2. **The IR is the contract.** Everything else — the ops, the
lowering, the engines, the conformance suite — is built on the
IR. If you understand `Program`, `Node`, `Expr`, and
`BufferDecl`, you understand vyre.
3. **Composition is free.** Operations compose via `Expr::Call`.

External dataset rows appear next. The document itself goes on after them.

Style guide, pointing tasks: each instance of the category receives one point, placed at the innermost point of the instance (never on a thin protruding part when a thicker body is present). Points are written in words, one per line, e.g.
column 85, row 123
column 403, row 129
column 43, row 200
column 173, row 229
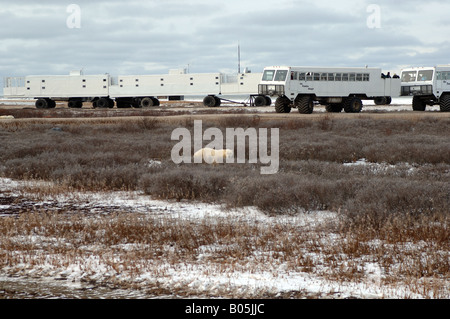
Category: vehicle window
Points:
column 268, row 75
column 443, row 75
column 281, row 75
column 425, row 75
column 409, row 76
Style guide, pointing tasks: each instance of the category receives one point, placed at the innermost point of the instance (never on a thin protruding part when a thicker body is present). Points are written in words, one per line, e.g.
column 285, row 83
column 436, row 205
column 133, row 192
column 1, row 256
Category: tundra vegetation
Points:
column 387, row 180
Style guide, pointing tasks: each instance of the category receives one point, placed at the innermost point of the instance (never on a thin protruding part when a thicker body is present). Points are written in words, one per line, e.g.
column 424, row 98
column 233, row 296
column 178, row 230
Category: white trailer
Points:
column 129, row 90
column 428, row 86
column 336, row 88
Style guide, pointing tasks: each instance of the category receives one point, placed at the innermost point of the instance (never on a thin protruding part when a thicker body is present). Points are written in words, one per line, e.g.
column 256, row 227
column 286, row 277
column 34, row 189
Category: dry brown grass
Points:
column 393, row 212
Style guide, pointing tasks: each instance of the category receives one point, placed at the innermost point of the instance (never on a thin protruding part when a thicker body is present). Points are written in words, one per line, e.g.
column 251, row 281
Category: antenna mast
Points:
column 239, row 58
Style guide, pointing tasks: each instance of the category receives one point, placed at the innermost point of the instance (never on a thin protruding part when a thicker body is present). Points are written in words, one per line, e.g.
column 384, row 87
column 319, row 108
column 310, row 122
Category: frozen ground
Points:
column 204, row 278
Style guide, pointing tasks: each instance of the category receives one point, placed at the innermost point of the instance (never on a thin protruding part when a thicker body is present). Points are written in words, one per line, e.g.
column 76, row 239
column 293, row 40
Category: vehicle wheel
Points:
column 260, row 100
column 218, row 101
column 304, row 104
column 418, row 104
column 380, row 100
column 41, row 104
column 283, row 105
column 147, row 102
column 75, row 104
column 445, row 103
column 209, row 101
column 155, row 101
column 51, row 104
column 353, row 105
column 334, row 108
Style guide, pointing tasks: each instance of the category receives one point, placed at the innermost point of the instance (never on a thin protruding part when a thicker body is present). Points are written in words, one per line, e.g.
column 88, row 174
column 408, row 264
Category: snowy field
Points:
column 275, row 279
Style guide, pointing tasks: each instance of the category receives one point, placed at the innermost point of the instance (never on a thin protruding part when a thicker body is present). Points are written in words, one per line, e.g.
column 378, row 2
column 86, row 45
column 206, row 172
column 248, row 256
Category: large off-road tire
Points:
column 445, row 103
column 353, row 105
column 41, row 104
column 334, row 108
column 75, row 104
column 147, row 102
column 304, row 104
column 105, row 103
column 155, row 101
column 218, row 101
column 209, row 101
column 283, row 105
column 381, row 100
column 418, row 104
column 51, row 104
column 260, row 100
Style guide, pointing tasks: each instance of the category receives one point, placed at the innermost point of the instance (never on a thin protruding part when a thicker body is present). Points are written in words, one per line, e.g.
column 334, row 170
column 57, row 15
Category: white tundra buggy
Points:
column 336, row 88
column 428, row 86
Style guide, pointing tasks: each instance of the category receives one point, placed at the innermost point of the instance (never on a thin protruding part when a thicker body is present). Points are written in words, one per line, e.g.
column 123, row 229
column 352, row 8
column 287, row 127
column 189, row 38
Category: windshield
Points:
column 281, row 75
column 409, row 76
column 425, row 75
column 268, row 75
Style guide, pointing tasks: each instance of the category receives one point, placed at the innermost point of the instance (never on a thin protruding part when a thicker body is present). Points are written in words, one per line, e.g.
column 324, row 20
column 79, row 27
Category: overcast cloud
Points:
column 150, row 37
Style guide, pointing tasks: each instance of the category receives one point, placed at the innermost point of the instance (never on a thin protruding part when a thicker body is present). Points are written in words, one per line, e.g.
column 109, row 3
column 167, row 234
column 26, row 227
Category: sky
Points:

The lowering inlines the callee, producing the same WGSL a
human would write by hand. There is no runtime overhead from
composition.
4. **The conformance suite is the proof.** vyre's promise of
byte-identical output across backends is not a claim — it's a
mathematical proof verified by exhaustive testing on the u8
domain and witnessed on the u32 domain.